Ask Wendy

How Does #metoo Apply to Me?

Friday, February 9, 2018
Hey Wendy,

#metoo is really hot right now. I don’t think it’s ever happened to me. Am I being oblivious? Am I too unattractive to be sexually harassed? Men have been inappropriate, sure, but I don’t think that’s assault. Am I missing something?

Stephanie T, Chico, CA

Hey Stephanie,

Like any large movement, there’s a million different voices to and definitions of what #metoo means. Whatever it means to you personally (or not), I’m thinking you can count yourself lucky to feel like a bystander on this one.

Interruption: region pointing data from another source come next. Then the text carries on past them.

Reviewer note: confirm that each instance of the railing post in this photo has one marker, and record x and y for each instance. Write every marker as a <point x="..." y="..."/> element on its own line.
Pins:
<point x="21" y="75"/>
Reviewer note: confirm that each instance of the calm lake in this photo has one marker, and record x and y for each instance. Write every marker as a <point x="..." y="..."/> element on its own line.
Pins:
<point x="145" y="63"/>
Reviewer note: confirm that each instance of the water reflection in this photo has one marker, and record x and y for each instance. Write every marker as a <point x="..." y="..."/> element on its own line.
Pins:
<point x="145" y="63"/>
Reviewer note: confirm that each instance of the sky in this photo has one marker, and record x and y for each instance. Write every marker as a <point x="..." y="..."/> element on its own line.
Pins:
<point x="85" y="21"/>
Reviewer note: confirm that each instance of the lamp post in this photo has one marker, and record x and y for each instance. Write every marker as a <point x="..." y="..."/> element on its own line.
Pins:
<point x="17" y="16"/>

I’m grateful that this campaign has opened the padlocked doors barricading the silence of so many women who have experienced sexual harassment and assault. They’re telling stories that have never been spoken aloud before, and that’s where healing begins.

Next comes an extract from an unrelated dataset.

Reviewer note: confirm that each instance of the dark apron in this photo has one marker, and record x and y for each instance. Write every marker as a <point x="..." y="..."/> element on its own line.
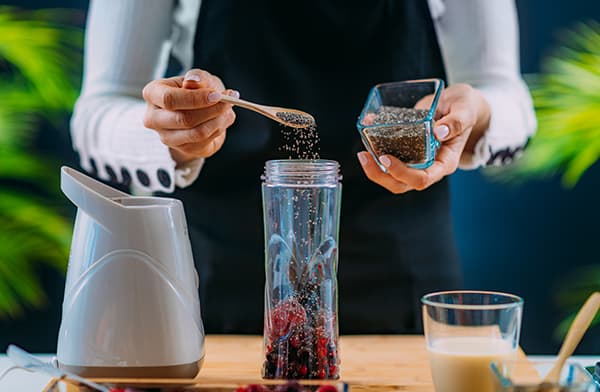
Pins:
<point x="321" y="56"/>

Releasing the shame, blame, and embarrassment that’s entangled in sexual misconduct and assault—unhooking an assailant(s) from her body emotionally—is powerful stuff. However, if you don’t feel like it’s ever happened to you, that’s a good thing! FOMO is not called for here. And not getting harassed has nothing to do with your attractiveness. Harassment is much more about power and manipulation than about attraction.

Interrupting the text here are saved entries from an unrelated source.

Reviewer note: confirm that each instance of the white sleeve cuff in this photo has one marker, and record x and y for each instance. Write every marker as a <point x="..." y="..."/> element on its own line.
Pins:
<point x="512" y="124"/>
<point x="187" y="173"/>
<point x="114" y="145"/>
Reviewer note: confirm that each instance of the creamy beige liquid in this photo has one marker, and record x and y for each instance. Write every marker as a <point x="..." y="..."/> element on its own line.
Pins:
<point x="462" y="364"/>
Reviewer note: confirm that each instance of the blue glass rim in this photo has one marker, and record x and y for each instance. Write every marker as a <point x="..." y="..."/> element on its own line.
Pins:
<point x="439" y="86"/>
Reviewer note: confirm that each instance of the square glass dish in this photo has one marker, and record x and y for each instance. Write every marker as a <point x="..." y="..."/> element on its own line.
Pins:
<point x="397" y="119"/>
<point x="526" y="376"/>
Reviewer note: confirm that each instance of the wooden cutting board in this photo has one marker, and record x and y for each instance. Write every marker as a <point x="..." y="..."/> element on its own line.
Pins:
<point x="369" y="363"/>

So, since you’re not personally impacted, you can be a good human and be an ally. Recognize and respect others’ stories and experiences. Stand with them, hear them, tell them you see them and that you’re sorry for that terrible thing (or many things) that happened to them. Encourage them to find positive ways to release the pain from their bodies and minds and hearts so they don’t have to continue to carry that weight. Keep standing with your sisters (and brothers) as they find their voice, call people out on their bullshit, and leave it behind.

Sexual harassment and assault isn’t something anyone should tolerate (duh, right?), but—sadly and infuriatingly—it’s something that will likely always be a part of society’s landscape in some form. But I’m hoping that this movement is a wake-up call for harassers and victims alike and that we’ll see a lot less of it because of #metoo. That young women today will twist their faces in shock, horror, and disbelief over what those of us older generations have seen, heard, and experienced, both in our personal lives and in the workplace. And I hope it will inspire teaching opportunities on how to speak up, set boundaries in the moment as best we can, and help others out when we see injustices happening. Most importantly, I hope that #metoo makes people more likely to actually believe the women who come forward (it’s baffling to me that there’s a world of people out there who don’t believe these women who are speaking up—wtf?)

It’s important to recognize what the root cause of this massive problem is. It’s a cultural problem – we teach boys not to cry, we value women for their bodies, not their minds, all of our movies glorify stalker behavior instead of true romance, and let’s not forget generations of rape culture. You don’t think rape culture is real? Just watch any rated R comedy from the 70’s and 80’s – you’ll be rattled. These are nasty, old habits we need to kick in order to combat harassment and assault.

Finally, as all of us women are emboldened and empowered by #metoo, let’s not lose site of one key thing: Men as a gender are not the enemy here. They are our great allies and fierce protectors, not our adversaries and predators. Let’s rise together, strong and victorious.